There is no overflow here. &*(*(ptr)) == &ptr[0][0] == &arr[1].
For C11 (N1570) the rules are the same. §6.5.2.1 and §6.5.6
Let me give a dissenting opinion: this is (at least in C++) undefined behaviour, for much the same reason as in the other question that this question linked to.
First let me clarify the example with some typedefs that will simplify the discussion.
typedef int two_ints[2];
typedef int* int_ptr;
typedef two_ints* two_ints_ptr;
two_ints arr;
two_ints_ptr ptr = (two_ints_ptr) &arr[1];
int_ptr temp = ptr[0]; // the two_ints value ptr[0] gets converted to int_ptr
temp[0] = 0;
So the question is whether, although there is no object of type two_ints whose address coincides with that of arr[1] (in the same sense that the adress of arr coincides with that of arr[0]), and therefore no object to which ptr[0] could possibly point to, one can nonetheless convert the value of that expression to one of type int_ptr (here given the name temp) that does point to an object (namely the integer object also called arr[1]).

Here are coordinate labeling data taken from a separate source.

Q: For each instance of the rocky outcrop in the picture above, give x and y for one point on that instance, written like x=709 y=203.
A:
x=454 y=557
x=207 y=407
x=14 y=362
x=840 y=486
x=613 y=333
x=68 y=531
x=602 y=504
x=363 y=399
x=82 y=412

The point where I think behaviour is undefined is in the evaluation of ptr[0], which is equivalent (per 5.2.1[expr.sub]) to *(ptr+0); more precisely the evaluation of ptr+0 has undefined behaviour.
I'll cite my copy of the C++ which is not official [N3337], but probably the language has not changed; what bothers me slightly is that the section number does not at all match the one mentioned at the accepted answer of the linked question. Anyway, for me it is §5.7[expr.add]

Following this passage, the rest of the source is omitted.